Destinations for a delectable Christmas dinner in Nigeria – UK-style
You don’t have to be in the UK to have a taste of those Christmas roasts. In places like Abuja, Lagos, and Jos where you’ll find your affluent and versed colleagues and friends, Christmas dinner could be a whole roast turkey served with all the trimmings, chicken, and beef strips (these could go with pastries, wine, and juices). Pastry items on such menu could include fruit cake, chinchin, and meat pie.
Wise men from the east brought some Nkwobi
Nothing like some de-hoofed cow foot (cow leg) spiced up and cooked in palm oil. Preferably during the Christmas and New Year festivities, Nkwobi can be served hot to help combat cold harmattan. Traditionally eaten by the people of Eastern Nigeria, the love of Nkwobi has spread through Nigeria like the herald of the new born king.
Egusi joy everywhere
Made with ground melon seeds with meat, fish, and spices, egusi soup is eaten in many parts of the country on Christmas day. There are not-less-than-three different ways of preparing egusi soup. Whichever one you choose, Pounded yam, Eba, Semo, Fufu and Wheatmeal will eventually do justice to this gut-bursting soup.
Deck the dining with lots of pastries
Wherever you choose to spend Christmas this year you’re sure to get some sweetened sensation of Nigerian pastries. Christmas is a time for family; boxing Day is that time for relatives and friends. Nigerian families, who don’t have the resources required for preparing large buffet, augment by wrapping pastries up for distribution. From sausage rolls, fish and meat pies, scotch eggs, chin chin, peanuts, buns and puff puff, Christmas is not a time to start buying pastries on the street – you shall get offers.

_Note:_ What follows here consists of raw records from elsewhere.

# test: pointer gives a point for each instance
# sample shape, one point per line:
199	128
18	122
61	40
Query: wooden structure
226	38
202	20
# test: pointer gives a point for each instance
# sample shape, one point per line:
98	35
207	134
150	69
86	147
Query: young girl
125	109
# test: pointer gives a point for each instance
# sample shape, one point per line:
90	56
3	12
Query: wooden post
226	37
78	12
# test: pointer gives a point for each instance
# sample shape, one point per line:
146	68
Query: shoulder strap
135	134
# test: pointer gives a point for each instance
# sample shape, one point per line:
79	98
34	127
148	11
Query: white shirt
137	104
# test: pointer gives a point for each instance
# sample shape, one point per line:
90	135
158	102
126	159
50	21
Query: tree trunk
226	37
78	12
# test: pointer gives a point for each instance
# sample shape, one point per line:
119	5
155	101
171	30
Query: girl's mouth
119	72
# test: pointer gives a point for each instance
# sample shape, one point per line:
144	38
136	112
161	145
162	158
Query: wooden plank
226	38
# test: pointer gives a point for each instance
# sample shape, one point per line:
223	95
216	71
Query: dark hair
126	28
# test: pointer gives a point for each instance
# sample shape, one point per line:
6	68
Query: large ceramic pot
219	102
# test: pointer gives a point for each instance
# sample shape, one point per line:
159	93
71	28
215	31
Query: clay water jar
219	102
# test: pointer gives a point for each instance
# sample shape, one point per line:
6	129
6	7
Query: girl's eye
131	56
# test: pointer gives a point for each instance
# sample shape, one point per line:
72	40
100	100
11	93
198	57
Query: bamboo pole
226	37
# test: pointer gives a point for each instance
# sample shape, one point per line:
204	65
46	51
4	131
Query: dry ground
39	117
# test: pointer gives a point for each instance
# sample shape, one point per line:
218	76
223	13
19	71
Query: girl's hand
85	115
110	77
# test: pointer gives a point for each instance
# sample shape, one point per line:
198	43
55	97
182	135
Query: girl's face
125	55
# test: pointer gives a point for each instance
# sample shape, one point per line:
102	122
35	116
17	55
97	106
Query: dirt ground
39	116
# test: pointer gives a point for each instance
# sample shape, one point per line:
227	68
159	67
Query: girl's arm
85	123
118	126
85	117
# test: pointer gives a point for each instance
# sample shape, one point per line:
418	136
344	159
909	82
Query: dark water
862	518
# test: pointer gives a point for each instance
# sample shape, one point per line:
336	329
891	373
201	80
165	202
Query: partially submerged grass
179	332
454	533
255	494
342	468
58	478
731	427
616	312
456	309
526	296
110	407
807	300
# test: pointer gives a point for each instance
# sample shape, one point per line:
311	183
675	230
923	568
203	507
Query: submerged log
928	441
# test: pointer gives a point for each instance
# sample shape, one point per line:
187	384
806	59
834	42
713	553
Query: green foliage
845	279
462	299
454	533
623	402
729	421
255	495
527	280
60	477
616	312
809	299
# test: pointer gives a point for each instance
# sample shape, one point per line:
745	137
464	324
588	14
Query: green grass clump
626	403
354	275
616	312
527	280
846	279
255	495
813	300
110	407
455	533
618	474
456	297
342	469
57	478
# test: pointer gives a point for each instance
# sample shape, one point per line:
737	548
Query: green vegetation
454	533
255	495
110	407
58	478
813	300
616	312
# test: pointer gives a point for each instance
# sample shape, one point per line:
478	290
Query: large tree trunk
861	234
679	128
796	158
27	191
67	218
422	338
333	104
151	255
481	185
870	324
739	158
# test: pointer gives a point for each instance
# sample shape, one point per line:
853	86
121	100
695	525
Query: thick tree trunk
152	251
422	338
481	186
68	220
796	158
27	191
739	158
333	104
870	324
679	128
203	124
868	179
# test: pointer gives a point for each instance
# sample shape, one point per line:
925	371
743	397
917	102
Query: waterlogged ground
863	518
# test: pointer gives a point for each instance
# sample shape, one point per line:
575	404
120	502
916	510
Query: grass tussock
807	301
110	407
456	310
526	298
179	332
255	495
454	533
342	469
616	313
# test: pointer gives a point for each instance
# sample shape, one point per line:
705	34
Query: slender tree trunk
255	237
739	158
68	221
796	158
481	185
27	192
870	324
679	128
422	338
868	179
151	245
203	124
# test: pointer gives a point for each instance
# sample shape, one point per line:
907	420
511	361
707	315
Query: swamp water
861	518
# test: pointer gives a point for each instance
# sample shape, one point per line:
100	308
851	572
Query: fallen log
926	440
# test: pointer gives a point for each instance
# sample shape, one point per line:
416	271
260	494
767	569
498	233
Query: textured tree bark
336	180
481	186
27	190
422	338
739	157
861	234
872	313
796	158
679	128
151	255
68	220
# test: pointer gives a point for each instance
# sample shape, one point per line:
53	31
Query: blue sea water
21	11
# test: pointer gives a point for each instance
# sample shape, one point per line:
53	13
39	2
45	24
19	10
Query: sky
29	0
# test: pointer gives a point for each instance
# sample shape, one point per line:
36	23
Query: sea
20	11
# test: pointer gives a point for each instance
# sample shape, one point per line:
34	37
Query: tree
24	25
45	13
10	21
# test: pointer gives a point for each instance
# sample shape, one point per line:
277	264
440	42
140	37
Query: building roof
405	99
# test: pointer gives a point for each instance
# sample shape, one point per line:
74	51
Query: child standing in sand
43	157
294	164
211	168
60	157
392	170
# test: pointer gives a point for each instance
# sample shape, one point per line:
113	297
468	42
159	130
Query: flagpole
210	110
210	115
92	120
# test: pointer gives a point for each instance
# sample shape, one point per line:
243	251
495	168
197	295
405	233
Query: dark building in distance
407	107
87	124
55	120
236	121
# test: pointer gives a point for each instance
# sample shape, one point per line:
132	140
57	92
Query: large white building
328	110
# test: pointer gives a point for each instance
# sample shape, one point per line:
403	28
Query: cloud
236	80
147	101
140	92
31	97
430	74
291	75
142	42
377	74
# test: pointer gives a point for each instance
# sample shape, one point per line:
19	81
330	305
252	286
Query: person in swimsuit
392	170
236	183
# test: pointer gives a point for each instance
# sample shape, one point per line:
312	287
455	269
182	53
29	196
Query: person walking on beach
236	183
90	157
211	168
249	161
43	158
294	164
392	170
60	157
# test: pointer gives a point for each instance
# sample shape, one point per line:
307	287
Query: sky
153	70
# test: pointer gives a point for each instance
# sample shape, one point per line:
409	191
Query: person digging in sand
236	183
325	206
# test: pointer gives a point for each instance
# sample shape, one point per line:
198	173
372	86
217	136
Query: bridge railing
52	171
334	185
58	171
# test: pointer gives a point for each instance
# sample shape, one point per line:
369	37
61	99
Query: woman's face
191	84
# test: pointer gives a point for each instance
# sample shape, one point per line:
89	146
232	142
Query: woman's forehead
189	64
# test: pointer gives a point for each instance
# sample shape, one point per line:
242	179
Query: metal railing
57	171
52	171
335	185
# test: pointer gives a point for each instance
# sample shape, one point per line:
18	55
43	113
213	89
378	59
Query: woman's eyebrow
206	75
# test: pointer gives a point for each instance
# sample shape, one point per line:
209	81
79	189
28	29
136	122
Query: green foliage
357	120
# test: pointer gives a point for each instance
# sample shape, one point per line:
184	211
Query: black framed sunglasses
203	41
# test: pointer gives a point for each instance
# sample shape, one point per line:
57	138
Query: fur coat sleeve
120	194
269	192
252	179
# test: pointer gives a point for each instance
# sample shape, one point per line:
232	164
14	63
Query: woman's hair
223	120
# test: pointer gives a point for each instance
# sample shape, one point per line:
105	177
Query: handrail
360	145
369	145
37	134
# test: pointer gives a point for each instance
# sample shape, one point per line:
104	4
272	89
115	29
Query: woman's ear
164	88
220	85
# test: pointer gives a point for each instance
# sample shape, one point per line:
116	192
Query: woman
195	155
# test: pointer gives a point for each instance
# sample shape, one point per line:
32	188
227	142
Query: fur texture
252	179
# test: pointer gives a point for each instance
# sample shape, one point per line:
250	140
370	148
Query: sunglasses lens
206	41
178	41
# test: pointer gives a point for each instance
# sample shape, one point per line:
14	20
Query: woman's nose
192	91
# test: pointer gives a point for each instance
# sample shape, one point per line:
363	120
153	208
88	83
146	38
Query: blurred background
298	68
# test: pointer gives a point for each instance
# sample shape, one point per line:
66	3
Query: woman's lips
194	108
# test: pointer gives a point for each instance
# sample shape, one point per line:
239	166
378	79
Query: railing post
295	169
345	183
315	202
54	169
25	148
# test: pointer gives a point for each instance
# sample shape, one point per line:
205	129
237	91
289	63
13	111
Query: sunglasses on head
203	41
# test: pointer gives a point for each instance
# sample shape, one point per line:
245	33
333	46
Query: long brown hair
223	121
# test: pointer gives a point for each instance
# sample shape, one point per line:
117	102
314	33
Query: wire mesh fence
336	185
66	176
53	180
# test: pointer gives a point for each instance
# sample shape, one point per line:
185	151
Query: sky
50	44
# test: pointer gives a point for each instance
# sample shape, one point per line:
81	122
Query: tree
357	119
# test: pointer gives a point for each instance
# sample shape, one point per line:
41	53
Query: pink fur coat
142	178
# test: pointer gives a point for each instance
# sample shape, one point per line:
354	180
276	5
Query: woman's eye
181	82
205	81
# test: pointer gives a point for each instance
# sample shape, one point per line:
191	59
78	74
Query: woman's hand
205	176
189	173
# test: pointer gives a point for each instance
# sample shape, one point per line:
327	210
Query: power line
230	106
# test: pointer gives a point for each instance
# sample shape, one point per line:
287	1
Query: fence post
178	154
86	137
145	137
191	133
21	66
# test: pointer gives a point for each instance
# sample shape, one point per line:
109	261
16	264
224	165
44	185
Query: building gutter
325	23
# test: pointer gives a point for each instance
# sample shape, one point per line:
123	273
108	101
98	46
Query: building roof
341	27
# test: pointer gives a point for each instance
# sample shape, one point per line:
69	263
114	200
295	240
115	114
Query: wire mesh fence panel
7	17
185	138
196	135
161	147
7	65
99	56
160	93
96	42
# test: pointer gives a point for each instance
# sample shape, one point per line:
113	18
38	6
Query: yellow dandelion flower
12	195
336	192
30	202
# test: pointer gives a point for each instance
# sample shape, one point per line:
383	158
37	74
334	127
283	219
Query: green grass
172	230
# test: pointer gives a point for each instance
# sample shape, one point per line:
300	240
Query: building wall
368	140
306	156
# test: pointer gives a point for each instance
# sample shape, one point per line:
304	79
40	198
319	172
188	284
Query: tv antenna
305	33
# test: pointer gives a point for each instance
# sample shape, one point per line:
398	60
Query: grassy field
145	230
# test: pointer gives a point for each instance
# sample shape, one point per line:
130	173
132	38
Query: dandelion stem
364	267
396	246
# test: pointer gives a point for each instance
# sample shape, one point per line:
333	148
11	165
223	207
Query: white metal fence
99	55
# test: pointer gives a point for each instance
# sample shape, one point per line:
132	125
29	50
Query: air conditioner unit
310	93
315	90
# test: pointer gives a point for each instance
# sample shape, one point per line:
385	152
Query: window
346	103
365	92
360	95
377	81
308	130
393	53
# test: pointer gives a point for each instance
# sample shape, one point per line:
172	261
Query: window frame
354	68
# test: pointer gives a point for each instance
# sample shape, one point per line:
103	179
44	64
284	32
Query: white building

Time for some Edikang Ikong
People from Cross River and Akwa Ibom pride themselves in making one of the most nutritious Nigerian soups. If Calabar women or their carnival won’t take you to South Eastern Nigeria, you will be there for some real Edikang Ikong someday. It is the native soup of the Efik people served in many parts of Nigeria today. Rich in protein, two different vegetables – Ikong Ubong/ Ugwu leaves (fluted pumpkin leaves) and water leaves. Edikang Ikong could also be prepared with Spinach and lamb lettuce/Mache in absence of fluted pumpkin leaves and water leaves. Calabar cuisine is quite rich and their Christmas buffet generally include a handful of other delicacies.